The protests and riots in France are part of an “Islamic awakening” foreseen by Iran’s supreme leader, the Ayatollah Ali Khamenei, declared the head of the Islamic Republic Judiciary.
The judiciary chief, Ayatollah Sadegh Amoli Larijani, noted Khamenei had predicted years ago that an Islamic awakening would go beyond Muslim countries and reach Europe, the Iranian Mizan news agency, according to Radio Farda.
Larijani did not explain how the protests are related to Islam. But working-class young people among France’s Muslim minority have engaged in numerous violent protests over the past decade. And in Egypt, media affiliated with the regime of Egyptian President ‘Abd Al-Fattah Al-Sisi are claiming the Muslim Brotherhood is involved in the French protests.
Reports in Egyptian newspapers and on television assert covert Muslim Brotherhood activists have infiltrated the ranks of the French protesters, fanning violence, looting and vandalism across the country, according to the Middle East Media Research Institute.
The Egyptian media is comparing the Brotherhood’s alleged participation in French protests to its part in the 2011 protests in Egypt that ultimately brought down the regime of President Hosni Mubarak.

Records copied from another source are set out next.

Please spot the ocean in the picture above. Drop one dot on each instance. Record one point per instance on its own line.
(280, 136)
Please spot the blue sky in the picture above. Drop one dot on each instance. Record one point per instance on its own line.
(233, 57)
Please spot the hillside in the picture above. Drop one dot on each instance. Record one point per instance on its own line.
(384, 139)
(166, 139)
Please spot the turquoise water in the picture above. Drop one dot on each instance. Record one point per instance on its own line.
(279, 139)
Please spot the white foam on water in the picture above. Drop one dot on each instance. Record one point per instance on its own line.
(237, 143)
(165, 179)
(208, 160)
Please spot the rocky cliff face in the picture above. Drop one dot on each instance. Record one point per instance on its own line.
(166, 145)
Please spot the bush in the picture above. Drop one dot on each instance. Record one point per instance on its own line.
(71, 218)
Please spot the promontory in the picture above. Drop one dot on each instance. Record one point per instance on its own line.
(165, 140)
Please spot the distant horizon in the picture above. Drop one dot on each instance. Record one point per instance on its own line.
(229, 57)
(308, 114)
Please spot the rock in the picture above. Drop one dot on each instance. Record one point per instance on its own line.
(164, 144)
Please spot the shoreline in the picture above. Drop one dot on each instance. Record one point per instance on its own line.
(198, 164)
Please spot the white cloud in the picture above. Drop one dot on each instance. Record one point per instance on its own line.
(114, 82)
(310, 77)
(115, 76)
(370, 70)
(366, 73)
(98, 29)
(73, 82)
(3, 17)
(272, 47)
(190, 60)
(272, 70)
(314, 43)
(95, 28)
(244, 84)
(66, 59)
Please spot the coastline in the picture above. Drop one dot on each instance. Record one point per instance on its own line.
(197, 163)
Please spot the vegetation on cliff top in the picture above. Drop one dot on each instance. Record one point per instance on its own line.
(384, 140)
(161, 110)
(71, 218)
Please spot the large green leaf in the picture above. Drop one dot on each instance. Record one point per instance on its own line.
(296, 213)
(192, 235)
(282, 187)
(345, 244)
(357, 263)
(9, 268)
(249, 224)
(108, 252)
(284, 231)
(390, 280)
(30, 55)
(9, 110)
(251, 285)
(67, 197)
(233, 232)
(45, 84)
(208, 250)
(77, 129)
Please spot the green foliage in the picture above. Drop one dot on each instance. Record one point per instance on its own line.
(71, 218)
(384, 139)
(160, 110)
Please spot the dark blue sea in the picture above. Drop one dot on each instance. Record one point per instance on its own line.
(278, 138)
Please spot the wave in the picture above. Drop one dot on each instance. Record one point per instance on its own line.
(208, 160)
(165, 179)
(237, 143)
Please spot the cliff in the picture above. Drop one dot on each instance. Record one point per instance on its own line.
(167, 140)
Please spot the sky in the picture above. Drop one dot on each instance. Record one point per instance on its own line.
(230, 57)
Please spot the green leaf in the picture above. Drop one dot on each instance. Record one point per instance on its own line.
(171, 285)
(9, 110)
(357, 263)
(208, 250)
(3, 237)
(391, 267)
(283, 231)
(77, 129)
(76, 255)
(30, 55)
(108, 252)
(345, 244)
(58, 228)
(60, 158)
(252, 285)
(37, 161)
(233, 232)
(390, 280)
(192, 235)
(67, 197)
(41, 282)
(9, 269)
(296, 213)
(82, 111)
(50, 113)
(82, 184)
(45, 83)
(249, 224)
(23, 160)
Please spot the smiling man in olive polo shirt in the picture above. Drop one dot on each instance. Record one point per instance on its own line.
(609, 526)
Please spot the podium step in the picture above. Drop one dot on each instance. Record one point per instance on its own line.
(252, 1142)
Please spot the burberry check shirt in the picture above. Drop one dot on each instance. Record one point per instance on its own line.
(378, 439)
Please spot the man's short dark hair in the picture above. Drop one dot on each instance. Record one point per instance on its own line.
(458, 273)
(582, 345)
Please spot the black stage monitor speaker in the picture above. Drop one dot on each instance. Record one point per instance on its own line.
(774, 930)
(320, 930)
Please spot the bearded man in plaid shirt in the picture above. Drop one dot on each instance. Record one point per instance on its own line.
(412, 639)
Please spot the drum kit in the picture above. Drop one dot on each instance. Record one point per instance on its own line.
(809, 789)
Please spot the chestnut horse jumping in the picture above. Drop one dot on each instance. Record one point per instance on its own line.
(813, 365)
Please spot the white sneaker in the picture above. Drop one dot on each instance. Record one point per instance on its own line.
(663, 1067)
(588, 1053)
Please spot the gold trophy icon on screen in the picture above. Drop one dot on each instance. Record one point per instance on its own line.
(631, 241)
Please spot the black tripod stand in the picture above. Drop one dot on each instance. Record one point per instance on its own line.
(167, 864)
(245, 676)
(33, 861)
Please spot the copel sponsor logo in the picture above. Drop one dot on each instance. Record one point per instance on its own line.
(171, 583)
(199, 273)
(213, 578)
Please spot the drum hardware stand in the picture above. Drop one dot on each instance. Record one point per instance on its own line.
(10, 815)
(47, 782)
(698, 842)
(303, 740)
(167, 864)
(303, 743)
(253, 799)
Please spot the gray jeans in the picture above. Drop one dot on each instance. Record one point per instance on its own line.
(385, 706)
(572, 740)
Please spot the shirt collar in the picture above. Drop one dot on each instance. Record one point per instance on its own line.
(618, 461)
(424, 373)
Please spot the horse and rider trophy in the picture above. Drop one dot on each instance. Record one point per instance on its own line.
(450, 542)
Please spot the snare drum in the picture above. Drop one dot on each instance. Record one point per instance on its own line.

The Brotherhood has denied all involvement in the French protests, accusing the Egyptian regime of trying to damage its reputation and inciting the West against it.
Iran urges ‘restraint’
Iran’s foreign ministry spokesman told reporters on Dec. 3. that France should “show restraint” in dealing with protesters.
France later responded that Iran should not interfere in its internal affairs.
On Sunday, former Iranian president Mahmoud Ahmadinejad also tweeted that France should listen to the protesters.
“Isn’t the main goal of a government to satisfy the
demands of citizens?” Ahmadinejad asked. “These protesters are the same citizens. Listen to their demands, and fulfill them in the best way possible. Certainly no power has the ability to stand against the people.”
Radio Farda noted that Iran’s mullah-led regime has used overwhelming force on many occasions to suppress protests.
In 2009, dozens of protesters were killed and hundreds imprisoned, where several died. Freed prisoners claimed torture and other inhumane treatment.
In nationwide protests one year ago, at least 25 people were killed and about 5,000 were arrested.
Macron responded Tuesday to protesters with a promise to increase the minimum wage and eliminate taxes on overtime pay. Also, retirees earning less than 2,000 euros a month, about $2,270, will be exempt from a recent increase in social security taxes.
The trigger of the protests, the tax increase on diesel fuel, already has been rescinded.
Hundreds of students demonstrated their solidarity with the Yellow Vests, staging a “Black Tuesday” of protests over Macron’s education policies.